Surgery: Self Reflection

For my surgery rotation, I spent time between the OR and the clinic. For the first four weeks, I was in general surgery, and for my final week, I was in orthopedics.  During my general surgery week, I got exposed to a wide variety of cases from hernia repairs, AV fistula creation, above-the-knee amputation, ablation, and phlebectomy.  Each morning I would round on patients that I was assigned to present. These patients could be new admits from overnight or patients who were stepped down from ICU. This allowed me to perform physical exams, look through labs, and consult notes. I would then present this to the chief resident, and my plan for the patient as I was treating the patient on my own. This made me comfortable speaking and gave me ownership of patients and allowed me to formulate treatment plans and furthered my clinical knowledge.

This rotation pushed me to improve my anatomical knowledge, and I feel more comfortable than before with knowing muscle groups, vasculature, and landmarks. Outside of the classroom I never scrubbed in, sutured, or put staples on patients. This rotation allowed me to finally suture, place NG tubes, staple patients, and perform I&D which I never got to do before. Furthermore, I became familiar with surgical techniques and skills such as retracting, and suctioning. I also got to take part in wound care as well.  

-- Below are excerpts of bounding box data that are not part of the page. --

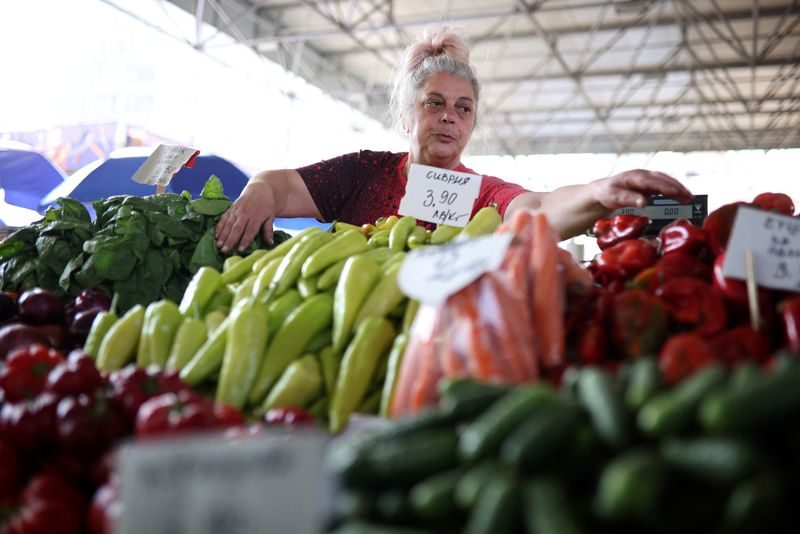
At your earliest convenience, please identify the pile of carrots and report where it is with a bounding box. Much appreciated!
[390,210,593,417]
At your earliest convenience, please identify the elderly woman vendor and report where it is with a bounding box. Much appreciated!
[216,27,691,252]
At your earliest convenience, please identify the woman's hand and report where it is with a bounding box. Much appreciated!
[215,177,276,253]
[589,169,692,210]
[505,169,692,239]
[215,169,322,253]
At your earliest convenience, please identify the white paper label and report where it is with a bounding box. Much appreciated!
[131,145,199,186]
[397,233,514,306]
[722,207,800,292]
[115,432,332,534]
[397,163,483,227]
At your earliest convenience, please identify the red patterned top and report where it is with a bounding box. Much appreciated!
[297,150,527,226]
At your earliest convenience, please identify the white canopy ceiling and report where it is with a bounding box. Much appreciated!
[156,0,800,155]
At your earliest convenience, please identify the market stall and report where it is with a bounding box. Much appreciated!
[0,170,800,533]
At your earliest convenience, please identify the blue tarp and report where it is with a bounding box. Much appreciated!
[42,154,247,207]
[0,146,66,214]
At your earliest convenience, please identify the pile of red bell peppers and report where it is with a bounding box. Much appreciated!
[566,193,800,388]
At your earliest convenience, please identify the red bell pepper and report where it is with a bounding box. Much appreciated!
[778,295,800,355]
[136,390,218,437]
[611,289,667,358]
[655,278,728,336]
[0,473,86,534]
[109,365,189,425]
[703,202,748,256]
[630,252,711,293]
[658,219,708,256]
[753,193,794,215]
[709,325,770,367]
[592,213,650,250]
[0,343,64,402]
[658,333,715,385]
[593,238,658,279]
[56,390,127,458]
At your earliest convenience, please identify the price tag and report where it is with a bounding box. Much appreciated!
[722,206,800,292]
[397,163,483,227]
[115,432,333,534]
[131,145,200,187]
[611,195,708,236]
[397,233,514,306]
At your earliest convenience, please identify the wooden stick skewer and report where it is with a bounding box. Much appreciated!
[744,248,761,330]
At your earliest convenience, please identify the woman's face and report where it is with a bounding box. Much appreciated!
[405,72,477,169]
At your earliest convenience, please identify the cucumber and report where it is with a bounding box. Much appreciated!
[578,367,631,448]
[332,521,435,534]
[522,477,585,534]
[463,474,520,534]
[454,459,511,510]
[500,398,583,471]
[659,437,761,486]
[700,368,800,433]
[409,468,464,521]
[438,378,511,421]
[458,383,555,463]
[723,473,784,532]
[636,364,726,436]
[338,428,458,487]
[625,356,662,410]
[594,449,666,521]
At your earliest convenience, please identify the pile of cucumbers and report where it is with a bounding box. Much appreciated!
[327,355,800,534]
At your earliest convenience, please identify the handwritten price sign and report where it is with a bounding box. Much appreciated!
[722,207,800,292]
[397,163,482,227]
[397,234,514,305]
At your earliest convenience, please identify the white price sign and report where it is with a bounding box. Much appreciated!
[397,233,514,306]
[397,163,483,227]
[722,207,800,292]
[115,432,332,534]
[131,145,200,187]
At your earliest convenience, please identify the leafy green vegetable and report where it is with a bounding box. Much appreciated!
[200,174,225,200]
[0,176,290,313]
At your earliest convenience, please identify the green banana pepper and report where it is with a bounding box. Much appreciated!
[354,253,407,325]
[333,254,380,354]
[267,289,303,339]
[300,230,368,278]
[261,354,322,413]
[222,248,268,284]
[216,302,267,409]
[166,317,208,371]
[389,215,417,252]
[253,258,286,299]
[253,226,323,273]
[380,336,410,417]
[248,293,333,404]
[178,266,222,317]
[265,232,333,302]
[136,299,184,369]
[317,345,341,395]
[83,295,119,358]
[178,315,230,386]
[96,304,144,371]
[328,317,396,432]
[430,224,461,245]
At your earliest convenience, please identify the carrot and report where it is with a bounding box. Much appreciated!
[530,214,565,368]
[478,273,528,384]
[486,273,539,382]
[457,282,510,382]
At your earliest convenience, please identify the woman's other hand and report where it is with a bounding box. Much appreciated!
[589,169,692,210]
[215,169,322,253]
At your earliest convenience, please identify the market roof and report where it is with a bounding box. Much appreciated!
[162,0,800,155]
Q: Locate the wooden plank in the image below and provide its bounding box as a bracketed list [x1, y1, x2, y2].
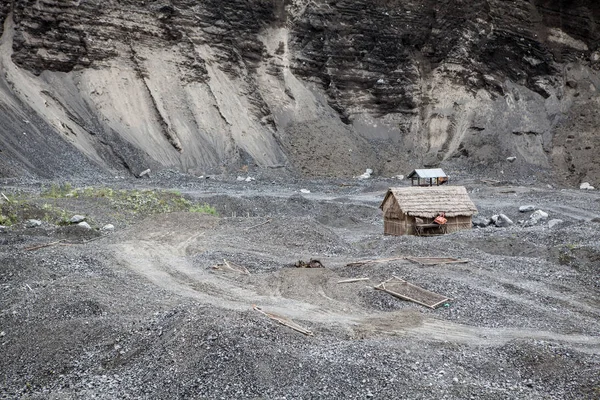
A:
[252, 305, 314, 336]
[405, 257, 469, 265]
[338, 278, 371, 283]
[374, 276, 451, 309]
[346, 257, 406, 267]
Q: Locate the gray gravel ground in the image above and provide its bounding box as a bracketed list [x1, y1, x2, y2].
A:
[0, 171, 600, 399]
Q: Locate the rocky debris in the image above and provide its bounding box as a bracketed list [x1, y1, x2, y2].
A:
[294, 258, 325, 268]
[519, 204, 535, 212]
[473, 215, 492, 228]
[25, 219, 42, 228]
[492, 214, 514, 228]
[100, 224, 115, 233]
[77, 221, 92, 230]
[523, 210, 548, 226]
[548, 218, 564, 229]
[357, 168, 373, 180]
[69, 215, 85, 224]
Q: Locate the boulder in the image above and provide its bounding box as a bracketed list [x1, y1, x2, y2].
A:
[492, 214, 514, 228]
[525, 210, 548, 226]
[519, 204, 535, 212]
[100, 224, 115, 232]
[25, 219, 42, 228]
[548, 219, 565, 228]
[77, 221, 92, 230]
[473, 215, 492, 228]
[358, 168, 373, 180]
[69, 215, 85, 224]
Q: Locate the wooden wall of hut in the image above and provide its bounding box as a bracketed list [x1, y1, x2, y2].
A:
[383, 213, 472, 236]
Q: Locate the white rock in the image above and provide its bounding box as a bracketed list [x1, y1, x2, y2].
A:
[525, 210, 548, 226]
[548, 219, 565, 228]
[529, 210, 548, 220]
[492, 214, 514, 228]
[358, 168, 373, 179]
[69, 215, 85, 224]
[100, 224, 115, 232]
[25, 219, 42, 228]
[519, 204, 535, 212]
[77, 221, 92, 229]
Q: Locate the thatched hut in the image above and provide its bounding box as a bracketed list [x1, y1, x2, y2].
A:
[380, 186, 477, 236]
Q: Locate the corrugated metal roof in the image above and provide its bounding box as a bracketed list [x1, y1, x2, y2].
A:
[408, 168, 446, 178]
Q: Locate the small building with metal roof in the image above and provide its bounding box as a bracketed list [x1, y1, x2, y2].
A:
[407, 168, 449, 186]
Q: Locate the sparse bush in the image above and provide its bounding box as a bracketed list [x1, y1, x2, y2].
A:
[189, 203, 219, 215]
[42, 183, 73, 199]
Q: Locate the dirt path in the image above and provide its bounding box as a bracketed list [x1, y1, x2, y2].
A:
[109, 217, 600, 353]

The most memorable part of this rotation was when I scrubbed into a phlebectomy case, where the surgeon allowed me to cut the patient’s vein, suture, and place local anesthesia as if it was my case.  For my final week, I was in ortho, and I wish I got to spend more time as it was only three days long. On the first day, I was in the clinic, and the PA had me in the room speaking with the patient, going over imaging, and placing slings. The last two days I was in surgery, and I got to witness a knee replacement, arthroscopy, and plate removal and was very involved in the procedure.

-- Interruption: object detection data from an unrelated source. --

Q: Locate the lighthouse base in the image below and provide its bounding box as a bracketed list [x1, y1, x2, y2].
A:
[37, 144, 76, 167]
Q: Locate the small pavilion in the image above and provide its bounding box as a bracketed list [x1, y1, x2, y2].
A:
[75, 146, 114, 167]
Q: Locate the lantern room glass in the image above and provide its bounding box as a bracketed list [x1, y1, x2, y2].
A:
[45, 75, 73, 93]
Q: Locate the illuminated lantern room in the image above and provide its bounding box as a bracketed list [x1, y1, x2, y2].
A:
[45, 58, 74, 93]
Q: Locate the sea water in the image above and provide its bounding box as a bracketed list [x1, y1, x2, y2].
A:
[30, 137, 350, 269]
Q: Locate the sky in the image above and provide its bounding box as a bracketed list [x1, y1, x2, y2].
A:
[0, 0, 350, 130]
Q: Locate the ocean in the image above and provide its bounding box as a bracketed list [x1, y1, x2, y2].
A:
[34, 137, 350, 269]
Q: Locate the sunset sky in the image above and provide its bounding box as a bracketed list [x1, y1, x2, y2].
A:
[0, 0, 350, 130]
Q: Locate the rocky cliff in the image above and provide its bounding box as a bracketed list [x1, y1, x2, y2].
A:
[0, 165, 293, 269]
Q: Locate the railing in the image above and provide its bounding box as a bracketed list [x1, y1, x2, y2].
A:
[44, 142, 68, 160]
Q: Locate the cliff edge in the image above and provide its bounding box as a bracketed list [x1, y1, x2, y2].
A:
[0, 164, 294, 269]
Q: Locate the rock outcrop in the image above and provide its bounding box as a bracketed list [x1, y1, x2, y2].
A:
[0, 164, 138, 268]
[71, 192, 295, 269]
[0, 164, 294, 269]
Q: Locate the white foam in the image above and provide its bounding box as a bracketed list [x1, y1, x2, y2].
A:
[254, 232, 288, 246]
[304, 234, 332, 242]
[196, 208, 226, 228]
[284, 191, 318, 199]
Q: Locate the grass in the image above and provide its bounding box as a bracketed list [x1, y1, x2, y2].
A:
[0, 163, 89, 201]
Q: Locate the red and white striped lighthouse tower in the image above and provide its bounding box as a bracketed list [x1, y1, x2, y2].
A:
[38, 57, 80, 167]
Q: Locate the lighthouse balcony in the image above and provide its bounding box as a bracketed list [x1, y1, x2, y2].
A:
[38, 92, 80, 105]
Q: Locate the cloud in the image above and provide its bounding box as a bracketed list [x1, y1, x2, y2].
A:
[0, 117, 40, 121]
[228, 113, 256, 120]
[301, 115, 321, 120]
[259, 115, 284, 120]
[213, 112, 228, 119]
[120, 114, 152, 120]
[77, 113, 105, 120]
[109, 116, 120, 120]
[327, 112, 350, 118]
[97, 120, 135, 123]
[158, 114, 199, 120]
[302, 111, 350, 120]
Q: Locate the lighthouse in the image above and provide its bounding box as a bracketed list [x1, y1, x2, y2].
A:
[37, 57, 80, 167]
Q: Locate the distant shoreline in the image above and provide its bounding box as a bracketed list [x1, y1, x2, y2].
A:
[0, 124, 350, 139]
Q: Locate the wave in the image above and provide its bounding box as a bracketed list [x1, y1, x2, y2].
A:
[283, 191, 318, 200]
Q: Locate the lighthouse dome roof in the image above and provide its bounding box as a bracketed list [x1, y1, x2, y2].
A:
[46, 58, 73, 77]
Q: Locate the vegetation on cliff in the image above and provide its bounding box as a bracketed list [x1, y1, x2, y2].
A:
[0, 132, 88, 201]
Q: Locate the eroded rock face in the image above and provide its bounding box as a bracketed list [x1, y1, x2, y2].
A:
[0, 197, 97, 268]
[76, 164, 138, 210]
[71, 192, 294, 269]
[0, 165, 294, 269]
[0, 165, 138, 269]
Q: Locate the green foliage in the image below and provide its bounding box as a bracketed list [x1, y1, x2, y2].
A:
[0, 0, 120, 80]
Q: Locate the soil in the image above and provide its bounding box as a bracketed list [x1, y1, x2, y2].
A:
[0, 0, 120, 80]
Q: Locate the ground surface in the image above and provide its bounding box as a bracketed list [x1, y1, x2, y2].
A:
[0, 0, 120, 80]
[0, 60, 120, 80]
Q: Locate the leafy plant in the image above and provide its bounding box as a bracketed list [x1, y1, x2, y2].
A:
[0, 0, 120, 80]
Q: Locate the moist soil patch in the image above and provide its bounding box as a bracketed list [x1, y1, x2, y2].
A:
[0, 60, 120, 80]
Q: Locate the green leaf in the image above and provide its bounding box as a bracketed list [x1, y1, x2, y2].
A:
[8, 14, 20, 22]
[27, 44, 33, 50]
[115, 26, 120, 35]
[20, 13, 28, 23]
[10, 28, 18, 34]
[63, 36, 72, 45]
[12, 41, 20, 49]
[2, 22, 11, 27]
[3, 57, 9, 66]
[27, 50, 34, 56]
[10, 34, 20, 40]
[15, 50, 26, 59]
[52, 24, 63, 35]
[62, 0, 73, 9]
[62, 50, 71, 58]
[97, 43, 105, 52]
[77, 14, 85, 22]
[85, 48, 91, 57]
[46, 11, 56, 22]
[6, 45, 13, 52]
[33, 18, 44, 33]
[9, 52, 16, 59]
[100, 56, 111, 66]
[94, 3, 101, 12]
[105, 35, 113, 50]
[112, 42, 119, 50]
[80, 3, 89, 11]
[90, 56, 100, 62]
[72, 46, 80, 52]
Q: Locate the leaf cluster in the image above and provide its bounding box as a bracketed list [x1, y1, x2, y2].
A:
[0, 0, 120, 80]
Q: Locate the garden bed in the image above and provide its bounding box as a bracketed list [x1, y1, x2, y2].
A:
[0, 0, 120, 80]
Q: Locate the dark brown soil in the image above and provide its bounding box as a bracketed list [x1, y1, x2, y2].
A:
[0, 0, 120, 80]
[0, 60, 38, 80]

Overall, I enjoyed this rotation a lot, I wasn’t sure I would enjoy surgery but to my surprise, I enjoyed it a lot. The residents and surgeons were very proactive and kept the students engaged and involved in operations. They also let us attend ground rounds, radiology conferences, and tumor boards which I found very helpful in expanding my clinical knowledge.  Going forward what I will carry from this rotation is performing procedures such as NG tube, I&D, and suturing which will be beneficial for my last rotation in the Emergency Department.